From the Front Lines of the Rhino Wars
by Lisa Strong-Aufhauser
The rhinoceroses of Africa face a different battle for survival than many species threatened with extinction. In most cases, the preservation of species and of biological diversity in general is a matter of preserving habitat. However, "habitat is not the issue for rhinos," says Evan Blumer, director of animal health and science at the Fossil Rim Wildlife Center in Glen Rose, Texas, where some rhinos are being bred. "Rhinos are being lost purely to greed."
Poaching is the biggest threat to rhino survival in both Africa and Asia. The problem is massive in Africa: 65,000 black rhinos roamed the continent in 1970; today only an estimated 2,500 are left. Wildlife managers and government officials in Africa are attempting a variety of bold measures--involving everything from political pressure to high-technology experiments to Draconian laws--to protect the remaining rhinos.
Rhino horns and hides are employed in Chinese medicine to treat fever and other ailments. And, men in the Middle Eastern country of Yemen carve the horns into hilts for ceremonial daggers called jambias. These uses fuel the demand for black-market rhino horns and motivate poachers with the sky-high prices the horns fetch. As a result, wildlife managers are getting a little desperate.
One controversial management method sounds a little like cutting off a rhino's nose to spite his defacers. In some African countries, managers are immobilizing black and white rhinos and sawing off their horns in hopes that the animals will thus become worthless to poachers. (Rhino horns are made of keratin, the major protein in hooves, nails, skins, and hair, and will grow back if knocked or sawed off.)
Some scientists worry that dehorning may have adverse effects on rhinos. Rhinoceroses use their horns to spar with each other, defend themselves and their young against predators, dig for water, and forage for food. Joel Berger and Carol Cunningham, biologists at the University of Nevada-Reno, studied the behavior of hornless black rhinos in Namibia, where the government began the dehorning effort in 1989. Berger and Cunningham found that female rhinoceroses cannot protect their calves from predators such as spotted hyenas as effectively without their horns.
In Zimbabwe, the behavioral ramifications of horn removal may be a moot point. In one experiment, 90 rhinos in a population of 120 animals were dehorned. Eighteen months later only six rhinos remained. Hornlessness didn't seem to deter poachers in the least.
Blumer suggests a few reasons for this, each more unsavory than the previous. It could be that, in the thick brush, poachers don't wait to see the whites of a rhino's eyes, let alone the tips of its horns, before shooting, realizing only too late that the animal has no horns. Then again, a little bit of horn may be better than none at all to a needy poacher. It may also be that poachers feel they waste too much time tracking hornless rhinos and shoot them to get them out of the way. Or it could be an act of defiance, a poacher's message to a conservation-minded government that he will not be stopped so easily. Finally, it might be a willful, systematic attempt to eliminate rhinos, because once they are extinct, the value of remaining stockpiled rhino parts will skyrocket.
Rhino protection has also entered the electronic age. In Bophuthatswana, rangers now immobilize black rhinos and insert microchips encoded with unique identification numbers into their horns. If an animal is poached and the horn is confiscated by law enforcement personnel anywhere in the world, it can be traced back to its origin by passing a wand over the horn, in much the same way that the price of a dozen eggs is recognized electronically at the supermarket.
In Zimbabwe, wildlife managers use electronic tracing equipment in a more proactive manner. Scientists implant a transponder about the size of a roll of Lifesavers under the animal's skin. The transponder emits a signal that permits managers to track individual rhinos and plot their locations on a computer. If rhinos wander into a region known to be a dangerous poaching area, rangers can step in and herd them back to safer ground.

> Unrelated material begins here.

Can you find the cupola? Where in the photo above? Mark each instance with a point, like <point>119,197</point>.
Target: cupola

Political action may also serve to protect the rhinos. Although four of the five species are endangered and the fifth is threatened, and all five species are protected under the Convention on International Trade in Endangered Species (CITES), much work remains to be done. For example, CITES has no influence over domestic trade, and, until recently, such trade was legal in Taiwan and China.
According to Blumer, "The only solution for now is to rebuild the population in small, managed areas in what we call 'intensive protection zones'; they're not captive, but they're not really free." This may not be as easy as it sounds, however. Kenya has had some success with this approach, but funding is tied to the less than dependable income from tourism. Blummer believes wild populations will be supplemented with zoo-bred animals. Rhinos are reproducing in zoos.
In the meantime, Zimbabwe has a shoot-to-kill policy for poachers that has claimed 200 lives since 1984. Still, in the last eight years, 1,170 rhinos have been poached in that country.